The celebration of what would have been John Lennon’s 80th birthday, coinciding with the re-start of the English football season produced the usual silly season journalism: the combination of Liverpool, soccer and the Beatles being far too much for people to keep their heads. Locally, Mark Heywood of The Maverick produced an article in which he assured us that Liverpool was a socialist football club and we got a lot about the advanced political thought of Lennon (always referred to as “John”).
The truth is interesting but different. Professional soccer was born in Lancashire and even now it is remarkable how Lancashire clubs dominate. Usually the richest cities (Paris, Madrid, Turin, Milan, Barcelona) dominate, so you’d expect London clubs to lead the way. They don’t. Instead Liverpool, Everton, Man City, Man United lead with a long Lancashire tail behind (Burnley, Blackburn, Preston, Bolton, Blackpool etc) .
I grew up on Merseyside amidst the two ruling passions of the area, rock music and soccer. Although mine was a rugby school, we played soccer in the schoolyard every day of the year. Liverpool in the 1950s still had an extensive Atlantic trade and this meant that American rock ‘n roll records circulated in Liverpool long before they got to London. You could sometimes see black American seamen in the streets and they all seemed to be R and B experts.
Liverpool was always deeply conscious of its connection to America. As a child I remember my father showing me the chains in the dock walls in Liverpool where the slaves had been tethered, for there was no hiding the shameful fact that Liverpool’s maritime glories had derived from the slave trade. But the huge Irish migration to the US had created family links to America for many Liverpool Irish families.

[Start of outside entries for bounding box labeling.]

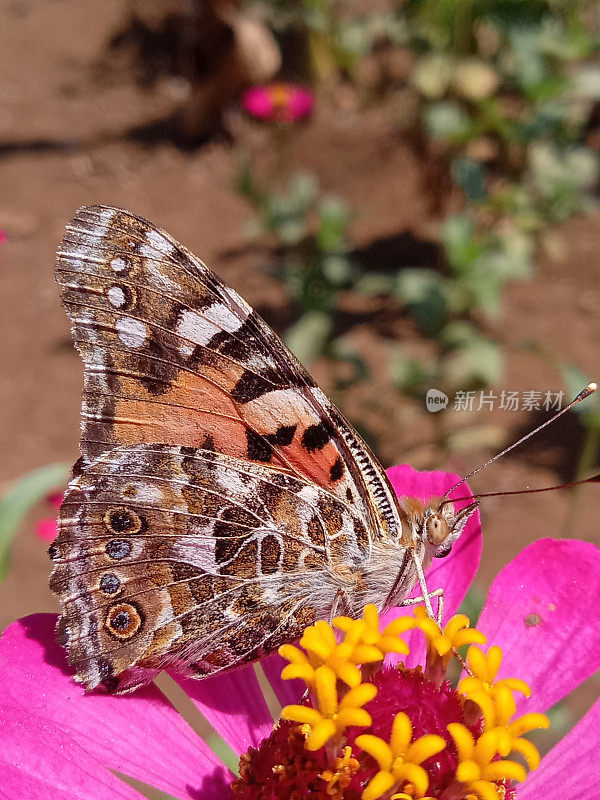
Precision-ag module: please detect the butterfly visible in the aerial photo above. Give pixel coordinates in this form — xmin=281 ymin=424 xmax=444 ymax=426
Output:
xmin=49 ymin=206 xmax=473 ymax=692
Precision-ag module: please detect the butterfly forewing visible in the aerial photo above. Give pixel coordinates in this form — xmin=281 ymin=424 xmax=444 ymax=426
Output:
xmin=52 ymin=206 xmax=404 ymax=685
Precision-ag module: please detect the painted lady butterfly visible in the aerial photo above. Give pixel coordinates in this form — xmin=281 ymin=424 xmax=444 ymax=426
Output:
xmin=50 ymin=206 xmax=475 ymax=691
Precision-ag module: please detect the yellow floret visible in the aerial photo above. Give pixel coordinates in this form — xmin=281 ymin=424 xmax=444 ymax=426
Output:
xmin=415 ymin=607 xmax=486 ymax=656
xmin=356 ymin=712 xmax=446 ymax=800
xmin=448 ymin=722 xmax=527 ymax=800
xmin=458 ymin=646 xmax=550 ymax=769
xmin=281 ymin=665 xmax=377 ymax=750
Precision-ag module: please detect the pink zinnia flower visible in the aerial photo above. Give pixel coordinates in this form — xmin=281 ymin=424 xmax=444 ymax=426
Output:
xmin=242 ymin=83 xmax=315 ymax=122
xmin=35 ymin=492 xmax=63 ymax=542
xmin=0 ymin=467 xmax=600 ymax=800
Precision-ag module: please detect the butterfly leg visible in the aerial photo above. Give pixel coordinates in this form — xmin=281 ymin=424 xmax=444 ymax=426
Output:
xmin=400 ymin=589 xmax=444 ymax=626
xmin=329 ymin=589 xmax=348 ymax=625
xmin=408 ymin=551 xmax=444 ymax=628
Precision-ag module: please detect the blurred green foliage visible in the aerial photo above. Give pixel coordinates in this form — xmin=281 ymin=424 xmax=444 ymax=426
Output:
xmin=238 ymin=162 xmax=365 ymax=378
xmin=0 ymin=464 xmax=69 ymax=581
xmin=241 ymin=0 xmax=600 ymax=444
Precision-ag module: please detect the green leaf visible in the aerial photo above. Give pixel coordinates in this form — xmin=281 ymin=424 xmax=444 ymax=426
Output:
xmin=389 ymin=351 xmax=433 ymax=399
xmin=285 ymin=311 xmax=333 ymax=363
xmin=397 ymin=269 xmax=447 ymax=334
xmin=451 ymin=158 xmax=488 ymax=203
xmin=0 ymin=464 xmax=69 ymax=581
xmin=424 ymin=101 xmax=471 ymax=142
xmin=317 ymin=197 xmax=351 ymax=252
xmin=442 ymin=214 xmax=482 ymax=274
xmin=442 ymin=322 xmax=503 ymax=391
xmin=411 ymin=53 xmax=453 ymax=100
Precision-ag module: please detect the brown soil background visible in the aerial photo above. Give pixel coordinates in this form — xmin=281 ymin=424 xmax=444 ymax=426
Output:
xmin=0 ymin=0 xmax=600 ymax=756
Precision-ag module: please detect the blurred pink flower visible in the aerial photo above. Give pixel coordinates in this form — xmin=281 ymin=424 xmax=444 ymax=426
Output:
xmin=35 ymin=492 xmax=63 ymax=542
xmin=0 ymin=466 xmax=600 ymax=800
xmin=242 ymin=83 xmax=315 ymax=122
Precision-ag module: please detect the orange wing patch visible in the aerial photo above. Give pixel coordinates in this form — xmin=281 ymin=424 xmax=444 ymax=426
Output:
xmin=56 ymin=206 xmax=404 ymax=532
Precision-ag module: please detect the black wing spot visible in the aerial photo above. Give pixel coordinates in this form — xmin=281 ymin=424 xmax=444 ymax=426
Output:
xmin=264 ymin=425 xmax=298 ymax=447
xmin=302 ymin=420 xmax=333 ymax=453
xmin=329 ymin=456 xmax=344 ymax=481
xmin=246 ymin=428 xmax=273 ymax=464
xmin=231 ymin=372 xmax=277 ymax=403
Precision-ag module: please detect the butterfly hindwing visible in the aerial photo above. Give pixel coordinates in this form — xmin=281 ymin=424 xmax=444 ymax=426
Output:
xmin=51 ymin=445 xmax=371 ymax=691
xmin=56 ymin=206 xmax=404 ymax=532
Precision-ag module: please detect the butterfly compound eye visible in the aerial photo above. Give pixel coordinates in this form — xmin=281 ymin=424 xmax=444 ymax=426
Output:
xmin=427 ymin=514 xmax=450 ymax=547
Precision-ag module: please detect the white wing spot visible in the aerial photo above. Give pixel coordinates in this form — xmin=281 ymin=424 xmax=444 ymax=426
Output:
xmin=108 ymin=286 xmax=125 ymax=308
xmin=110 ymin=258 xmax=129 ymax=272
xmin=116 ymin=317 xmax=148 ymax=348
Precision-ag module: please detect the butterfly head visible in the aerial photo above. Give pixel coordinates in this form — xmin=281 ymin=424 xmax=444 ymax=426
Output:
xmin=401 ymin=497 xmax=477 ymax=561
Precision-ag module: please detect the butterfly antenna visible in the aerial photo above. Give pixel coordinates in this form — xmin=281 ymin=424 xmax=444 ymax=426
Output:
xmin=444 ymin=383 xmax=598 ymax=497
xmin=448 ymin=472 xmax=600 ymax=505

One result was that quite obscure black US groups like Frankie Lymon and the Teenagers would play to packed audiences at the Liverpool Empire. Indeed, fading American rock stars soon learned they had fans on Merseyside long after they’d lost theirs in Memphis. In later years, when his career had a long downward dip, Roy Orbison would return time and again to Merseyside and North Wales where he was always massively popular.
To say that soccer was a religion was to miss the point. There has been a huge Irish migration to Liverpool, both Protestant and Catholic, and sectarian feelings were strong. Everton was known as the Catholic club, Liverpool the Protestant. My father, though cheerfully atheist himself, had an Orangeman father and I suspect this was why he signed for Liverpool. He was a phenomenal centre forward and had just scored 120 goals in a season for a local club. (“Mind you”, he said, “eleven of those were penalties. And you should never miss a penalty.” He certainly didn’t.)